L’une des difficultés auxquelles les rédacteurs du texte se sont heurtés était de ne pas céder à la tentation de définir les défenseurs de droits de l’homme comme un groupe particulier habilité à recevoir une protection en raison de son appartenance à cette catégorie. En conséquence, aucun système d’autorisation ou d’agrément n’a été prévu, car cela aurait créé de nouveaux dangers, pour les personnes exclues d’une telle définition juridique.
Les droits dont les défenseurs devraient pouvoir jouir étaient tous déjà inscrits dans les normes internationales en matière de droits de l’homme. La Déclaration est donc davantage axée sur l’application effective de ces droits particulièrement importants pour ceux qui œuvrent à la promotion des droits de l’homme, et qui en sont souvent privés.
La Déclaration souligne que chacun a le droit, aux niveaux national et international, de promouvoir, de protéger et de défendre les droits de l’homme. Elle réaffirme le droit de former des organisations non gouvernementales, de s'y affilier et d'y participer.
Elle affirme également que chacun a le droit de détenir et de publier des informations sur les droits de l’homme et de se plaindre de la politique et de l'action gouvernementales. La Déclaration énonce le droit de s'adresser sans restriction à des organes internationaux et de se procurer ou de recevoir un financement pour la réalisation d’activités dans le domaine des droits de l’homme.
Le but recherché n’est pas de donner à certaines personnes des privilèges spéciaux mais de définir clairement que les personnes qui, individuellement ou en association avec d’autres, défendent les droits de l’homme ou œuvrent pour ces droits par d’autres moyens, devraient pouvoir le faire librement sans être accusés d’extrémisme ou être la cible de campagnes de diffamation, voire pire.
Par ailleurs, l’ONU voulait montrer que nous avons grand besoin de ces personnes. De manière générale, l’un des inspirateurs de la notion même de défenseurs de droits de l’homme était Andrei Sakharov, qui était encore en vie au moment de l’adoption de la déclaration.

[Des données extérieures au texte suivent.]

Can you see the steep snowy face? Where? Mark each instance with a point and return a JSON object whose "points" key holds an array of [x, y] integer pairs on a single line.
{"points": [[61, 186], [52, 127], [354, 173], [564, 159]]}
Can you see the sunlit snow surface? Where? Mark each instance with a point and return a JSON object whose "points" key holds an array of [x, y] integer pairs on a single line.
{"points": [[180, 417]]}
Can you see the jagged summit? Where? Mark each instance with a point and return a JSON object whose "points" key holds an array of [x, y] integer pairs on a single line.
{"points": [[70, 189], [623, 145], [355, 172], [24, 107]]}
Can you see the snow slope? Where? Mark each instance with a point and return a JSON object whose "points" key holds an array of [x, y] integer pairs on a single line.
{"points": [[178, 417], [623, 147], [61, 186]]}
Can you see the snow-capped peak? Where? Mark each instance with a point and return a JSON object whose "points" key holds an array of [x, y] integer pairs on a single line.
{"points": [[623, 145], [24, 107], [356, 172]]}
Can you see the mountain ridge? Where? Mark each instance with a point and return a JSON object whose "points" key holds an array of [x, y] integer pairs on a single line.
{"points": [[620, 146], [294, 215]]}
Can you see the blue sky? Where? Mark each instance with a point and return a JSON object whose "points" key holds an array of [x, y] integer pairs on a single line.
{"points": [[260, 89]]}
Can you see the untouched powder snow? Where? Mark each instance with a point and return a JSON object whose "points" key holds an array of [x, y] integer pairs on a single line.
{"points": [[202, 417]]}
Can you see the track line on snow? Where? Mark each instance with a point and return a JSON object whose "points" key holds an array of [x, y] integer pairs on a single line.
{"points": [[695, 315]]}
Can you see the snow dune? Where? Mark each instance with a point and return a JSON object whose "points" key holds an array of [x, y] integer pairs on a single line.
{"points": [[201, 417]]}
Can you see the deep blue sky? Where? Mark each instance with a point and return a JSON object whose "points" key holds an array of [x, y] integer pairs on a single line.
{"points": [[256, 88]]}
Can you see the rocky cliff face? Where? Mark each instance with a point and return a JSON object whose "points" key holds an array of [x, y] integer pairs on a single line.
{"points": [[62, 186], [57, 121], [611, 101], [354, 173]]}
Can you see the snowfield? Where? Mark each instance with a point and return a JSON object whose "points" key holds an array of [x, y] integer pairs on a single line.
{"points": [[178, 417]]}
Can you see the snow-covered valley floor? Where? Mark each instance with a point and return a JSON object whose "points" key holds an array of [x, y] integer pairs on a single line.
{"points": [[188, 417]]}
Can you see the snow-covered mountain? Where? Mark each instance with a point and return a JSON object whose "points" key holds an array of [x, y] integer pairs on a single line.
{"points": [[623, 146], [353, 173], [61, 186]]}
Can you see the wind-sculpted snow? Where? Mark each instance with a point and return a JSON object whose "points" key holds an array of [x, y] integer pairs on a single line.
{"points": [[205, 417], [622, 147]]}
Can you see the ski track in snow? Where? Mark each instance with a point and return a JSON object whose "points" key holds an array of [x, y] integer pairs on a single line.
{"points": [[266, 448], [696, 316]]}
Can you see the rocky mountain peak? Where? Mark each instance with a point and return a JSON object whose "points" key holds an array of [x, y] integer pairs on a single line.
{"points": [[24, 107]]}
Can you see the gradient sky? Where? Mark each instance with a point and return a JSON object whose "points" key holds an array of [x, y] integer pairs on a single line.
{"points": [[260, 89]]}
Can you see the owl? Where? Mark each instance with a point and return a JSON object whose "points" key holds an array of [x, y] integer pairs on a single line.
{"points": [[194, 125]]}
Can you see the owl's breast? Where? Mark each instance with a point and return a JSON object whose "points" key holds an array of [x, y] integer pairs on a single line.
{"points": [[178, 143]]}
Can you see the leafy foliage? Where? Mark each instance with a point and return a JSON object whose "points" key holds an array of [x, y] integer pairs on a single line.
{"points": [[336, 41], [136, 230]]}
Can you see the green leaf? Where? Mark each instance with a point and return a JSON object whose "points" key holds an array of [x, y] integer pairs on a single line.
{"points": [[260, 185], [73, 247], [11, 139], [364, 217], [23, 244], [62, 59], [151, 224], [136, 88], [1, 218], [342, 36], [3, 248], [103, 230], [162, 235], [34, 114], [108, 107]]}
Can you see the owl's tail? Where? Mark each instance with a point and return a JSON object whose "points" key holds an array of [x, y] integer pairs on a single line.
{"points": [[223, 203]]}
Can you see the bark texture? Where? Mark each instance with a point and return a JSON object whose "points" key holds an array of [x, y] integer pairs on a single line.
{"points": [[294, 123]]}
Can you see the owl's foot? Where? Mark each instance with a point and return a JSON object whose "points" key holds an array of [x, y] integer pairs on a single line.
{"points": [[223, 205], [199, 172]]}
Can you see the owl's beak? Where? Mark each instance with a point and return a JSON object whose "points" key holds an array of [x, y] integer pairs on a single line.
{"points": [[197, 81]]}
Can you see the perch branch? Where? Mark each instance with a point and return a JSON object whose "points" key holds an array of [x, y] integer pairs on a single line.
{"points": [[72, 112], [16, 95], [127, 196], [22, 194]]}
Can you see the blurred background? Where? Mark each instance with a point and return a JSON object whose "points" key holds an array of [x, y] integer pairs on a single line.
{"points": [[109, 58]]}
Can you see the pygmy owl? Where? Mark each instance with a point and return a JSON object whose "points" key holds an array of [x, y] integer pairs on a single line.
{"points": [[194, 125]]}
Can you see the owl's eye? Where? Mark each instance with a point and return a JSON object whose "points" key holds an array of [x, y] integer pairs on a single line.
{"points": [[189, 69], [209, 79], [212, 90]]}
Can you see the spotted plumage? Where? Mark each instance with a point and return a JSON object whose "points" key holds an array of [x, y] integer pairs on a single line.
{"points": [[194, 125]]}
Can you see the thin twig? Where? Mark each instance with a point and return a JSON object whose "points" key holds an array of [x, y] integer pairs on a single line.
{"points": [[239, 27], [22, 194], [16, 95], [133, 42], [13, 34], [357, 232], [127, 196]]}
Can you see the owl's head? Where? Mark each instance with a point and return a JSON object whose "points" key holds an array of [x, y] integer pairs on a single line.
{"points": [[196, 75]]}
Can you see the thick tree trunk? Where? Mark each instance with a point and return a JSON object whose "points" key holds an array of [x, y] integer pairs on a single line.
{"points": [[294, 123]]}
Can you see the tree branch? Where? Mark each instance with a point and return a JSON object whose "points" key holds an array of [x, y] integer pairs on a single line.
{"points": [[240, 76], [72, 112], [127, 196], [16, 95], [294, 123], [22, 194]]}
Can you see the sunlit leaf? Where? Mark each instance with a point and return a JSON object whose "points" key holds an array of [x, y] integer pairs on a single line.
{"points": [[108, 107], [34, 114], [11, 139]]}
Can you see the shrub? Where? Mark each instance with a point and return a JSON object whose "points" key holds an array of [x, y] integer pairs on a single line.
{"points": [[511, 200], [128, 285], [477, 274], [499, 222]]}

Même enfermé dans un appartement à Gorky, Sakharov a continué à rédiger ses appels en faveur des prisonniers de conscience dans l’Union soviétique et d’autres pays. Il a transmis aux Russes et à d’autres un message moral encore présent aujourd’hui.
D’autres voix ont été réduites au silence et cela a eu de tristes conséquences. Lorsque la Déclaration a été adoptée, le Secrétaire Général de l’ONU Kofi Annan a tiré une conclusion indéniable : « lorsque les droits des défenseurs des droits de l’homme sont violés, tous nos droits sont menacés et notre sécurité à tous est mise à mal ».